The survey also showed that 9.6 percent of associates do not have any type of health care coverage. "We are not satisfied that 9.6 percent of associates still do not have any type of health coverage," said Dillman. "We will continue to work hard to get a better understanding of why people decline health care coverage, and what we can do to help."
Dillman attributed some of the increased numbers to efforts the company has made in the past year to help associates understand the importance of coverage. Wal-Mart publishes enrollment magazines and uses paycheck reminders, videos, conference calls, and leadership training to educate associates about its health and benefits. This year, the company increased its use of Web-based resources, personal scenario builders, and a health savings account calculator.

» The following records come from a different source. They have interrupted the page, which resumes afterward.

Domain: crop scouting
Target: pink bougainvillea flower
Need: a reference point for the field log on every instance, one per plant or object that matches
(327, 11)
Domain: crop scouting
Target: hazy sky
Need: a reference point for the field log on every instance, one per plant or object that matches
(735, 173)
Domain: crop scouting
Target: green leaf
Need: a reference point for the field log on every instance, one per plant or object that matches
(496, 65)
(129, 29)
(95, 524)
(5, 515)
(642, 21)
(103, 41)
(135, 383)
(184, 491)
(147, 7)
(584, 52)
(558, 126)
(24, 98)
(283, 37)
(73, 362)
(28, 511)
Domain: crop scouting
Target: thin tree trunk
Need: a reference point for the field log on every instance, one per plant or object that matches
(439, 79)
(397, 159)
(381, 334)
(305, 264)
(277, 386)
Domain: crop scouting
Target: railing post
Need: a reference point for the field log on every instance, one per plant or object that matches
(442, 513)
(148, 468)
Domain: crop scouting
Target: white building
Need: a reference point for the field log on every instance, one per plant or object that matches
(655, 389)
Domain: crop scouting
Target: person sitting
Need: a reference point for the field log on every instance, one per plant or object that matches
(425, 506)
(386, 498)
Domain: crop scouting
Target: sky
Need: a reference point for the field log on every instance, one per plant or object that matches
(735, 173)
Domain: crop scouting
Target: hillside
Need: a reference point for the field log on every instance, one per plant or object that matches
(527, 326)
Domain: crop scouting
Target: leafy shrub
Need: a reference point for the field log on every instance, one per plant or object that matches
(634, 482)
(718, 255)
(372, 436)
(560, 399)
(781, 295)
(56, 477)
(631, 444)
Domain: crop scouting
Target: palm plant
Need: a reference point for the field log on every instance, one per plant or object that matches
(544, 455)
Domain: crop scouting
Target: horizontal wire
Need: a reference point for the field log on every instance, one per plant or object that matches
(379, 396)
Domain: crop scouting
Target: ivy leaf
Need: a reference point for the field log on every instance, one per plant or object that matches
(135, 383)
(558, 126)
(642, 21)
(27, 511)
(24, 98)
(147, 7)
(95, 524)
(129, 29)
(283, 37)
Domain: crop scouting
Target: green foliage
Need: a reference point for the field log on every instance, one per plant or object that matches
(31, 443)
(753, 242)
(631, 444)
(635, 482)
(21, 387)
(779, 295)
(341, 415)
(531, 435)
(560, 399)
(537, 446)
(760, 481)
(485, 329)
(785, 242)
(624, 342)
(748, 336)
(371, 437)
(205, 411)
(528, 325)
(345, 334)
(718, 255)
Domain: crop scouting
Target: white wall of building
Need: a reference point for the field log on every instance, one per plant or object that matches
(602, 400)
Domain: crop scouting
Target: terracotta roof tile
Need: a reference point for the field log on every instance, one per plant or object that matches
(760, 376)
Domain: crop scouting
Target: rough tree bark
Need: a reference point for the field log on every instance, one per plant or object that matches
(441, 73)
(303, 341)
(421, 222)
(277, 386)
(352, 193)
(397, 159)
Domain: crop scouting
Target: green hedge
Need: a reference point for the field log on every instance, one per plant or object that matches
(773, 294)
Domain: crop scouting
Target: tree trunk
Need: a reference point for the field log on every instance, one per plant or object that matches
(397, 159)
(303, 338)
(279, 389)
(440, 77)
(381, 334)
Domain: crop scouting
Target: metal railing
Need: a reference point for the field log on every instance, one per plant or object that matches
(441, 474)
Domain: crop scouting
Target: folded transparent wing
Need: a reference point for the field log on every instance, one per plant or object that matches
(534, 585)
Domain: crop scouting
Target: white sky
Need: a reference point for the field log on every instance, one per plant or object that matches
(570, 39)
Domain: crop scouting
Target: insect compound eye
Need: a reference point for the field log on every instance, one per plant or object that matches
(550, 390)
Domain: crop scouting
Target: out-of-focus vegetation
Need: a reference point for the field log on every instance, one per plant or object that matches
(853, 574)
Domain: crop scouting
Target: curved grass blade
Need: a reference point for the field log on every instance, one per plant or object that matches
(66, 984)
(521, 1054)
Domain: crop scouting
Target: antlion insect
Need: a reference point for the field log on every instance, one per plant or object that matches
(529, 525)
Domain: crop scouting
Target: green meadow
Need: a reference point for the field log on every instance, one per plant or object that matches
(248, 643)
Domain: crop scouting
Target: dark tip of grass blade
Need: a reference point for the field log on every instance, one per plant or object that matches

In the recent open enrollment period, 1,024,894 full-time and part-time associates were eligible for health benefits, representing 76.3 percent of the work force, Wal-Mart said. The company cited a 2006 Kaiser Family Foundation survey, which found that approximately 59 percent of workers in the retail sector are eligible for benefits. The retailer said the higher percentage of eligible associates results from Wal-Mart's policy of offering benefits to both its full-time and part-time associates.
Hewitt noted that Wal-Mart's broad eligibility ranks it among the highest in its comparative set of 20 large retailers and grocers, according to Wal-Mart. Full-time Wal-Mart associates are typically eligible for coverage after six months of work, while part-time associates are eligible after 12 months.
In addition to showing that Wal-Mart's health benefits are competitive (while the average retail score is 100, the company scored 102.0), the Hewitt Benefit Index also showed that Wal-Mart scored 217.4 on retirement savings benefits and 104.8 on overall benefits, the retailer said.
Since October 2005, Wal-Mart has shortened its eligibility period, allowed part-time workers to cover children, lowered premiums, and lowered co-pays for prescription drugs.
Union-backed WakeUpWalMart.com, one of Wal-Mart's major opponents, said yesterday that the latest figures released by Wal-Mart contradict earlier statements from the retailer.
"Incredibly, Wal-Mart's own health care numbers prove that the Wal-Mart health care crisis has worsened," said Paul Blank, campaign director for WakeUpWalMart.com. "The sad truth is that despite making $11 billion in annual profit, Wal-Mart still fails to provide company health care to over half of its employees."